Already the Fall 2021 Harvard Undergraduate Council presidential election was wrought with controversy leading up to the start of voting on November 11th. The council dissolved a ticket that allegedly broke rules on early campaigning and presenting false information, which was then reinstated after the Dean of Students office intervened. Another ticket accused the UC of tax fraud after highlighting that they had not re-registered as a non-profit since 2008 and had their status revoked in 2012. The voting form had a formatting mistake that made it harder to vote for another ticket, which led to the election re-starting after voting had begun at 12:00 PM.
The winners, Michael Cheng ’24 and Emmett de Kanter ’24, ran on a campaign to “Defund the UC.” They were also the ticket initially affected by the formatting mistake. Cheng, a current representative, ran out of a sense of frustration with the current structure and operations of the UC. He and Kanter pointed to a report by the Harvard College Open Data Project finding that the UC lost track of $100,000 and had other funding disparities. They promised to rewrite the constitution using the UC’s own rules that allowed any constitutional referendum to be put to the students for a vote. In an editorial for The Crimson, de Kanter expressed hope that they could restructure the council and implement their improvements.
However, that optimism was quickly dashed when the UC proposed a new act that they claimed would potentially limit their agenda. On their November 21st meeting, the UC began voting on act 40F-78, “An Act to Clarify Our Referendum Process,” which makes it harder to change the constitution via referendum. The original constitution read that “A referendum/proposition passes if a simple majority of students votes in favor,” and that a referendum on constitutional measures could not be vetoed by the Council and would automatically update the bylaws.
The 40F-78 act changes that section to read, “An advisory referendum/proposition passes if a simple majority of students voting in that election vote in favor. A binding referendum passes only if a simple majority of all students vote in favour [sic],” though with the same rules on updating the bylaws.
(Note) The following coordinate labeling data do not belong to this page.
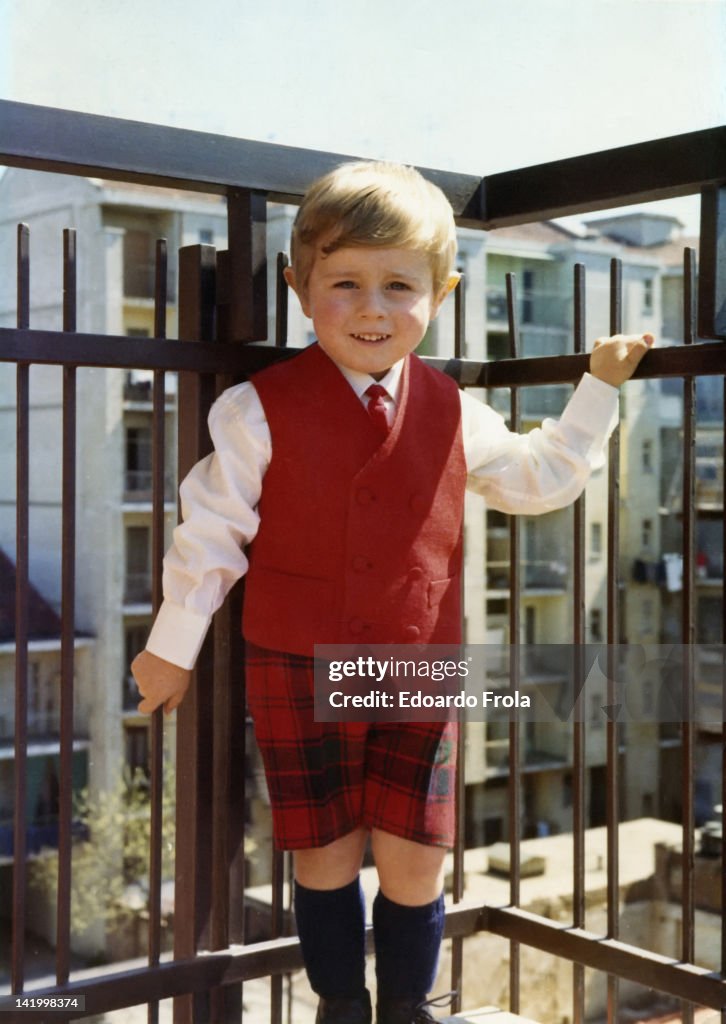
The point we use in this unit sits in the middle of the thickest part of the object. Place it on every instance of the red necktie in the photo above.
(377, 409)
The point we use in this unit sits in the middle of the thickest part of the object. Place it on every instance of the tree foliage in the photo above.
(111, 851)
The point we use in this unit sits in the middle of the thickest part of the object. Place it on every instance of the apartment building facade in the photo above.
(117, 229)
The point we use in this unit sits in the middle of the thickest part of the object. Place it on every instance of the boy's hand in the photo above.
(159, 682)
(613, 359)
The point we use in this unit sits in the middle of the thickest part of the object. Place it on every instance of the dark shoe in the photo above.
(345, 1011)
(410, 1011)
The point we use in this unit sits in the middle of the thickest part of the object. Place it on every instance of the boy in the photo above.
(345, 470)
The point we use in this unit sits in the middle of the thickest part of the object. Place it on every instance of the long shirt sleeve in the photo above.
(518, 473)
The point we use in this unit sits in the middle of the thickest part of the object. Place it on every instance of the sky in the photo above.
(476, 86)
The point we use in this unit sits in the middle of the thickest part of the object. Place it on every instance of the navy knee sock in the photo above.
(408, 943)
(331, 925)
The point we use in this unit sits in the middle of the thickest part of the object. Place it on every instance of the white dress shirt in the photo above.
(528, 473)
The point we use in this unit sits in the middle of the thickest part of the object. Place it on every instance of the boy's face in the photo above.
(370, 307)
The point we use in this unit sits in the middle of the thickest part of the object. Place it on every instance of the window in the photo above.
(134, 641)
(596, 625)
(596, 541)
(527, 297)
(646, 457)
(137, 754)
(646, 536)
(138, 564)
(596, 712)
(138, 462)
(139, 270)
(648, 287)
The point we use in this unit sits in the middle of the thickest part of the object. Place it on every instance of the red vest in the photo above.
(359, 540)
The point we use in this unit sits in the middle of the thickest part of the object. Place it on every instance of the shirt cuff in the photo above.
(177, 635)
(594, 407)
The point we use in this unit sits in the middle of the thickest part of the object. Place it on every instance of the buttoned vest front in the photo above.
(359, 540)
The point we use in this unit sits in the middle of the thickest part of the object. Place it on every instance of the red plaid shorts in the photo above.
(327, 778)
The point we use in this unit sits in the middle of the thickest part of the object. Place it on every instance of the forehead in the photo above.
(373, 260)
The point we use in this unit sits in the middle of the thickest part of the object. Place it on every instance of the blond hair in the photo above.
(379, 205)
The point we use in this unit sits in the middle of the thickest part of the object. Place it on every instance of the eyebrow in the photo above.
(329, 272)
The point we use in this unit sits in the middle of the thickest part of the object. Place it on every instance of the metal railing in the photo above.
(216, 324)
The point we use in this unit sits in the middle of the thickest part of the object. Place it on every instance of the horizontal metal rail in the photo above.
(29, 346)
(261, 960)
(72, 142)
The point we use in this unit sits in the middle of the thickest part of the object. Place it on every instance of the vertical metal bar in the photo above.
(278, 910)
(612, 755)
(460, 318)
(688, 631)
(157, 723)
(195, 736)
(68, 586)
(282, 302)
(723, 706)
(514, 631)
(460, 798)
(22, 582)
(579, 734)
(712, 274)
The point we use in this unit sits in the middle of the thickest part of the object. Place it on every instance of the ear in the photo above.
(449, 287)
(289, 275)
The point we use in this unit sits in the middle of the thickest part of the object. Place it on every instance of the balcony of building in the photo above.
(601, 960)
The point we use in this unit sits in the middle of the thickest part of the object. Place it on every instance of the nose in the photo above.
(372, 303)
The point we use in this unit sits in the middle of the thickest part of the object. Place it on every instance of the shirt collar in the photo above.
(360, 382)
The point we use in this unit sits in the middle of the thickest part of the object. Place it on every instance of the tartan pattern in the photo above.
(327, 778)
This means that any constitutional changes would have to be approved by a majority of all Harvard undergraduates, even as UC Elections have long drawn low turnout among the student body—just twenty six percent of upperclassmen voted in the 2019 representative election, according to the Harvard College Open Data Project.
From the UC’s “Gen Agenda 11/21/2021” document. The agendas and meeting notes for the Fall 2021 session are not on the website at the time of publication.
The act was sponsored by the outgoing UC President Noah Harris ’22, Vice-President Jenny Gan ’22, and Rules Chair Jack Swanson ’22. At the time of this publication, the act has a vote count of 30-14 with one abstention. The amendment requires two-thirds of the UC to vote and three-fourths of those voting to affirm it before 4:00 PM on Sunday, December 5th, which is also the presidential inauguration. So far, 45 out of the council’s 52 members have voted, but the three-fourths threshold has not been met.
The UC has not sent out an update email regarding the meeting, and their website still does not have any meeting minutes and agendas for its Fall 2021 sessions at the time of publication.
Additionally, an article of the November 21st meeting by The Crimson does not include any mention of the act, even though it was discussed and voted on that day.
Cheng was outraged by the act and voted against it, and he soon organized a campaign to pressure the other representatives to vote “no” before the deadline. He put up posters and submitted a petition on Change.org alleging that “instead of listening to the results of the election, the Undergraduate Council’s leaders are trying to pass a last-minute bill, 40F-78, that would override the election results and stop any real change to the Undergraduate Council from occurring, during the lame-duck period prior to the inauguration on December 5.” The petition has gathered 236 signatures as of now and includes an email list of all the UC representatives, urging people to contact them. Cheng also outlined his frustrations in an opinion piece for The Wall Street Journal, published in its November 30th print edition.
At the meeting, the act was pitched by its sponsors as a way to both improve democracy and to prevent students from pitching frivolous petitions. In the constitution’s current form, there is technically nothing stopping a dedicated group of students from submitting any petition so long as they get signatures from ten percent of the student body. An energized minority could whip enough votes to submit a harmless joke or a severe constitutional change that would immediately take effect after passing a general student vote with little accountability. The act’s preambulatory clause frames the changes as a matter of “checks and balances.”
However, Cheng objected to the timing of the legislation, noting that it was proposed right after his ticket had promised to submit constitutional changes via student referenda as a last resort if the UC was too obstinate with their reforms. “It’s clearly targeted at our plan, trying to neuter us and override the election results,” Cheng said. He claimed that under these new rules, students opposed to an amendment would be incentivized to skip voting because it would be functionally the same as voting against it. “It’s pretty obviously designed to prevent any change at all,” he said.
The act’s sponsors have not responded to inquiries at the time of publication.